How can legislation help secure the IoT revolution?

The rapid advancements in technology, particularly in IoT, industrial automation, and smart homes, hold great potential for transforming various industries. However, security concerns arise from connecting everything without understanding the security implications. At Hardware Pioneers, John Boggie, Senior Director of Cybersecurity Certification at NXP Semiconductors discussed how legislation can ensure a safe future for the industry.

According to Transforma Insights, there are approximately 17.08 billion connected IoT devices, and this figure is expected to almost double to 29.42 billion by 2030. The fast-growing number of IoT devices has made cybersecurity a growing problem, and the security of these devices is now more of a concern.

Boggie explained the importance of interoperability of IoT products: “Matter is the business language for IoT products. It's a handshake and an agreement, so that if you bring your light bulb into your house and you connect, it connects to your Google nest, it connects to your Alexa, connects to whatever else. Interoperability standards is a key thing to make it connected and something usable.
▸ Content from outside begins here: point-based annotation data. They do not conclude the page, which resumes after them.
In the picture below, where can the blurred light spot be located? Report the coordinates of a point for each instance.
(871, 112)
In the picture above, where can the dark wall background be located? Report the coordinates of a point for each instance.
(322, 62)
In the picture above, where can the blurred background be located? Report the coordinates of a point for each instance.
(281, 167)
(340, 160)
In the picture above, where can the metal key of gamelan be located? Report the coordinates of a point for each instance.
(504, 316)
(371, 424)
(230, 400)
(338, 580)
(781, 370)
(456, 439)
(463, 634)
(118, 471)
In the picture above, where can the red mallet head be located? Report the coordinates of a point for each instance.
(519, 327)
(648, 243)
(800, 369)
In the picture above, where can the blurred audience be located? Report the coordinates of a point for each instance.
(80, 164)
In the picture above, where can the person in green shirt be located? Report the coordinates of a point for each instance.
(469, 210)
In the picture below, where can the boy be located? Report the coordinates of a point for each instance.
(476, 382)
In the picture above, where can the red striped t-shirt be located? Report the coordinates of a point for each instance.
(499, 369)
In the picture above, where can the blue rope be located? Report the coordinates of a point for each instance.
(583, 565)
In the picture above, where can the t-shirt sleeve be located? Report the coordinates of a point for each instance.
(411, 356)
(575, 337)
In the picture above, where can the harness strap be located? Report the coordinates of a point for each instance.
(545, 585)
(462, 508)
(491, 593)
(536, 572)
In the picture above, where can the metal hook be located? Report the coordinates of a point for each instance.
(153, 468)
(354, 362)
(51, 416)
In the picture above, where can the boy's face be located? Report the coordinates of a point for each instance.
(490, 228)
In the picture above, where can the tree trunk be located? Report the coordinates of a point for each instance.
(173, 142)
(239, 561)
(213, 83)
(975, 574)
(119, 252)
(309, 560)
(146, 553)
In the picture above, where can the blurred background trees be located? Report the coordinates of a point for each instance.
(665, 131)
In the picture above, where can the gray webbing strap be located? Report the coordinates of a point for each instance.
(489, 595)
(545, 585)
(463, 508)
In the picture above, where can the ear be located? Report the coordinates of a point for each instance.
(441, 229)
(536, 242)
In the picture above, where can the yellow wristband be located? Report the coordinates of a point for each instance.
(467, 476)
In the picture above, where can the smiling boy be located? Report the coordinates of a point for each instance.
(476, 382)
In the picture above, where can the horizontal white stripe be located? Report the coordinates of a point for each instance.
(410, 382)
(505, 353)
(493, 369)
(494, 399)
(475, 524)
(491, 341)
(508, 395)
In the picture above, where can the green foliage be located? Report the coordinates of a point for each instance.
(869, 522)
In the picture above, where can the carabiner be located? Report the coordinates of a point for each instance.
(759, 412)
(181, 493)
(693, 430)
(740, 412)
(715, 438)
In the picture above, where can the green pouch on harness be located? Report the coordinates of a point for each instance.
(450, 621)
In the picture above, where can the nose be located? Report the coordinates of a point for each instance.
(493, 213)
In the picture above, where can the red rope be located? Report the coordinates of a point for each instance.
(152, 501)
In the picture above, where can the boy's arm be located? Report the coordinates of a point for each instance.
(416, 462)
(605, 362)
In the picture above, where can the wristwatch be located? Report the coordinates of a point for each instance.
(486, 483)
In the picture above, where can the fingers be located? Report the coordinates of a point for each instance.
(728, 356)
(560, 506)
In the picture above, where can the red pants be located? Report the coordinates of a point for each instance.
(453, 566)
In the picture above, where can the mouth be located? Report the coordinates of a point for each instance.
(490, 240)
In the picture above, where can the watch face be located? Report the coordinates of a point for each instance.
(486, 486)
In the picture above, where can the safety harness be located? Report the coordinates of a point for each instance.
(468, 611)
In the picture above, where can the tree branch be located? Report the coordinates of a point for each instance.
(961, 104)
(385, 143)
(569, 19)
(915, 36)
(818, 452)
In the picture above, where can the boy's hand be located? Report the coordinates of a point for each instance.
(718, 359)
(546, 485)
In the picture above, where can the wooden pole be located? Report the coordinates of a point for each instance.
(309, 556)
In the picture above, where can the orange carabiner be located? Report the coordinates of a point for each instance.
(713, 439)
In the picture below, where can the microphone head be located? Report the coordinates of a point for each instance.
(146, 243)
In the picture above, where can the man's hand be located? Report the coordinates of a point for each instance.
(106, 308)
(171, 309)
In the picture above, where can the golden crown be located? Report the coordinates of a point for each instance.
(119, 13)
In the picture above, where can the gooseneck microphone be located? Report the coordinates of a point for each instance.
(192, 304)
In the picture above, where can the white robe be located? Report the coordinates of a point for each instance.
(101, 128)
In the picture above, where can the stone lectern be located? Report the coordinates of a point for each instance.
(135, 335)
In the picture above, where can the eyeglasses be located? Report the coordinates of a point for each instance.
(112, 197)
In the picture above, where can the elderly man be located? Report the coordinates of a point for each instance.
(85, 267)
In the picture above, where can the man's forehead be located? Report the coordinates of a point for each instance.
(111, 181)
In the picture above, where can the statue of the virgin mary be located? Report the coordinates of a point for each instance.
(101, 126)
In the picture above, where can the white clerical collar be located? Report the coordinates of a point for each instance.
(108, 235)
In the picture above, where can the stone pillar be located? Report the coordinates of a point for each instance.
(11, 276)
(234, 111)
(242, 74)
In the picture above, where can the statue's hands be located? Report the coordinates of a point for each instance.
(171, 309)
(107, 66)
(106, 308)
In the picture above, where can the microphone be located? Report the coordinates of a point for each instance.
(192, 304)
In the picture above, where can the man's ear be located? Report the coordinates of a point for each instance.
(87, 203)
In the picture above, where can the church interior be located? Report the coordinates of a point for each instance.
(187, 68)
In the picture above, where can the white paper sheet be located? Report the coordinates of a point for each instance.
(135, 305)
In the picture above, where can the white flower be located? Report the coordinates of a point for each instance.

“What does this all mean? It means simply this: if we take those interoperability standards, and we utilise that across all of those various sectors that I've talked about, then with all of these things talking together, I can have a seamless life. We have the technology now to make this happen, and it's just a matter of connecting this up, but it's happening rapidly.”

Though this interoperability can open up wider issues that need to be addressed: “The problem is, when we connect everything up, and we connect everything up and connect in the way we have at the moment by simply plugging things in, and not understanding what the security of these things are and what's actually in our product, we start to have problems, and hackers are exploiting us.

“Ransomware attacks are on the rise. Every 30 seconds is a ransomware attack. Simple things like software bugs are exploitable. Simple things like bad engineering are exploitable. Things like not changing your password becomes exploitable. We see it once things are connected up, you can have these various botnet attacks.”

The security of IoT devices is of utmost importance to ensure security throughout the network.

Though the problem currently is, if developing a product for a global launch, regulation and legislation differs across the world, so to make sure products comply with each and every regulation is a mammoth task, especially when the EU and US markets have different regulations to adhere to.

However, one way of overcoming this is creating legislation that can be used across the world.

In his presentation, Boggie discussed The Security Evaluation Standard for IoT Platforms (SESIP). This is a methodology that reduces the cost, complexity, and effort of security evaluation and certification.

SESIP utilises the concepts of composition and reuse, allowing previously certified components to be used to build a device with in-built security assurances. This approach avoids the need to repeat the same evaluations in every targeted market. The methodology maps to other standards and requirements from bodies including ETSI, ISO/IEC, and NIST, demonstrating a risk-based design approach and helping to lower barriers to entry.

Key concepts to ensure legislation doesn’t cause pains for the industry:

  • Legislators need to re-use or align legislation and standards across the board. The Cyber Resilience Act is currently a blanket legislation that needs to be met, but we need to make sure international standards are utilised
  • Compliance should come from international standards where possible. If wanting to ensure what is being built now is compliant, then what is already used is a must have. This is especially important for startups and SMEs
  • Legislators need to ensure not to make it difficult for the organisations that are doing the right thing by needing double regulations, and vulnerability disclosure must be done correctly
  • Most importantly, compliance regulations and standards must work together to ensure a safer future

Legislation plays a critical role in securing the IoT revolution by establishing clear standards and regulations that ensure device safety and user privacy. By requiring robust security measures, encouraging industry compliance, and fostering international cooperation, laws can mitigate risks and protect consumers. Effective legislation not only builds trust in IoT technologies but also paves the way for innovative advancements, driving the sustainable growth of the IoT ecosystem.